Entre las llamas se perdió para siempre la última obra de Magnard, en la que había estado trabajando durante el mes de agosto, los Douze poèmes para voz solista y piano, así como la partitura de los actos primero y tercero de su segunda ópera, Guercoeur. La tercera y última, Bérénice, se salvó por haber sido representada ya mientras vivía, de suerte que el material se hallaba en París. Pero Guercoeur no había tenido ninguna representación escénica ni interpretación completa en concierto; y por amistad, Guy Ropartz se puso a reconstruir la orquestación de ambos actos. En tal forma se estrenó póstuma en 1931, y así la conocemos hoy.

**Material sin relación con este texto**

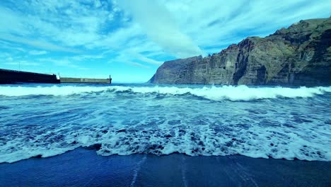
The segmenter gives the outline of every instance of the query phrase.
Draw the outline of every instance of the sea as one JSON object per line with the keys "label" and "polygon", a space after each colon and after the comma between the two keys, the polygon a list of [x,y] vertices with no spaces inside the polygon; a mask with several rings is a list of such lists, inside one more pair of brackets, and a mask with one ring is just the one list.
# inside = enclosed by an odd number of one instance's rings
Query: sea
{"label": "sea", "polygon": [[331,87],[0,86],[0,163],[78,148],[331,161]]}

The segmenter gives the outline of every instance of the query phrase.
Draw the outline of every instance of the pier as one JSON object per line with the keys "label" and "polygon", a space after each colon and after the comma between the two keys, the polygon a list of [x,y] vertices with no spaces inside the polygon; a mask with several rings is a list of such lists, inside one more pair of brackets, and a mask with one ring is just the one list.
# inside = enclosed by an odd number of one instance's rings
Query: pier
{"label": "pier", "polygon": [[0,84],[20,83],[59,84],[60,80],[55,74],[0,69]]}

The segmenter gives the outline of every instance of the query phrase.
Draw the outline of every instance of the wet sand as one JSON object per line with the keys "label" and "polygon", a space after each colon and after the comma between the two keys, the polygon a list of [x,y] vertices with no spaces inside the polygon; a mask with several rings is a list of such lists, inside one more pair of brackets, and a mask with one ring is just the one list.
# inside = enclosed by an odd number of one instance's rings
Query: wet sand
{"label": "wet sand", "polygon": [[0,186],[331,186],[331,162],[182,154],[98,156],[76,149],[0,164]]}

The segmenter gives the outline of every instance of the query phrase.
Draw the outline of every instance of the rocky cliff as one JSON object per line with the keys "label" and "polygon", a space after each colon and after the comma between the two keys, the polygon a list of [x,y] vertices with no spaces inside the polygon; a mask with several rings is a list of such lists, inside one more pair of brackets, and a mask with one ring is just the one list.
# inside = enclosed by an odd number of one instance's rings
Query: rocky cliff
{"label": "rocky cliff", "polygon": [[301,21],[219,53],[165,62],[156,84],[331,85],[331,18]]}

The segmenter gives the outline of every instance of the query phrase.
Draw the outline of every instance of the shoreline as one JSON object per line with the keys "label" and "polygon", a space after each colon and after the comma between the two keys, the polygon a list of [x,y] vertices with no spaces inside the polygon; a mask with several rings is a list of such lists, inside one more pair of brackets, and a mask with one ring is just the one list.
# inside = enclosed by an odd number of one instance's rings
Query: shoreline
{"label": "shoreline", "polygon": [[97,155],[78,148],[47,158],[0,164],[0,186],[327,186],[331,162],[190,157]]}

En un artículo de ese mismo año en recuerdo de su figura, Louis Schneider valoraba esa muerte como signo de protesta de la Europa civilizada contra intrusos que se ponían por encima de las leyes de los hombres y la sociedad, que a la vez no es mal ejemplo del reciclaje patriótico de esa dramática muerte. Y aun valdría afirmar queMagnard se hizo con su muerte mucho más célebre en Francia que con su quehacer artístico, y más, habiendo muerto a tres días del comienzo de la batalla del Marne. En esa apropiación nacionalista de Magnard no se menciona jamás, empero, que en su día dejó el ejército francés en protesta por su comportamiento en el asunto Dreyfus.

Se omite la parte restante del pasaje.